The length of a rectangle if fixed at 8 feet. For what widths will the area be less than 65.8 ft^2.
Juanita scored 75%, 82% and 78% and her first three tests. What possible scores can she get on the fourth test to have at least an 80% average?
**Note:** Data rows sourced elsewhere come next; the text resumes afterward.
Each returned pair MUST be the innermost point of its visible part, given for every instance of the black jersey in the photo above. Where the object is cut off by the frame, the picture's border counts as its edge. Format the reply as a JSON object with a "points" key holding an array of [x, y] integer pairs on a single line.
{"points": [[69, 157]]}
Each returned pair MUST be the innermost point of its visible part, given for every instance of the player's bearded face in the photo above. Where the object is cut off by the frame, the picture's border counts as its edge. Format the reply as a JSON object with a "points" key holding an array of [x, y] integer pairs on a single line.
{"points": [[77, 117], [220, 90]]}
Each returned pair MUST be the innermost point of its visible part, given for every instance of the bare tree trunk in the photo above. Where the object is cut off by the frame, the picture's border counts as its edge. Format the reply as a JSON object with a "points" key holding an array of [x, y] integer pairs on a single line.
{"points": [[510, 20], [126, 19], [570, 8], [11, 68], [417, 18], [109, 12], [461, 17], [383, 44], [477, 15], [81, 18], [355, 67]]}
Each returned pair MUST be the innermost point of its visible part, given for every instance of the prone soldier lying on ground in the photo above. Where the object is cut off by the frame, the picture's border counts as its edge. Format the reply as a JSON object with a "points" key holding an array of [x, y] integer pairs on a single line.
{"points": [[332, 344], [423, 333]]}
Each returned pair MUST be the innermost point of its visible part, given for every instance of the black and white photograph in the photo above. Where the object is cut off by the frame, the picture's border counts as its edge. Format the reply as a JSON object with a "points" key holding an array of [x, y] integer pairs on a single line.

2006-09-20 09:25:45 · 13 answers · asked by Anonymous in Science & Mathematics ➔ Mathematics
8*x<65.8
x<8.225 width has to be 8.225 feet or less
(75+82+78+x)/4>80
(75+82+78+x)>320
x>320-75-82-78
x>85 she has to score at least 85%
2006-09-20 09:30:08 · answer #1 · answered by Anonymous · 0⤊ 1⤋
for the rectangle question... remember that the definition of area is a = l * w,
the question states the length is fixed at 8 feet, and that the area has to be less than 65.8 ft^2..
rewrite the equation ...
65.8 = 8*w
now, remember that the equation asks for area 'less than 65.8' feet... so the equation becomes an inequality
65.8 > 8w
65.8/ 8 > w
8.225 > w
so, for all widths less than 8.225 ft will give you a rectangle less than 65.8 ft^2
in the second question, you're looking to find the average of 4 test scores that will give you an overall 80%...
so the equation looks like (75 + 82 + 78 + x) / 4 = 80
simplified... (235 + x) /4 = 80
235 + x = 320 (multiplied both sides by 4)
x = 320 - 235
x = 85
Juanita will need an 85% to get an overall of 80%
Good luck, hope this helps...
2006-09-20 09:38:02 · answer #2 · answered by Mark B 2 · 0⤊ 1⤋
For the rectangle draw a figure and label the length L as 8 feet. The short sides as W. The area formula is L * W = A
The condition is set that the area A be less than 65.8 ft^2
so set up that condition as A < 65.8
do you see a connection between these formulas ?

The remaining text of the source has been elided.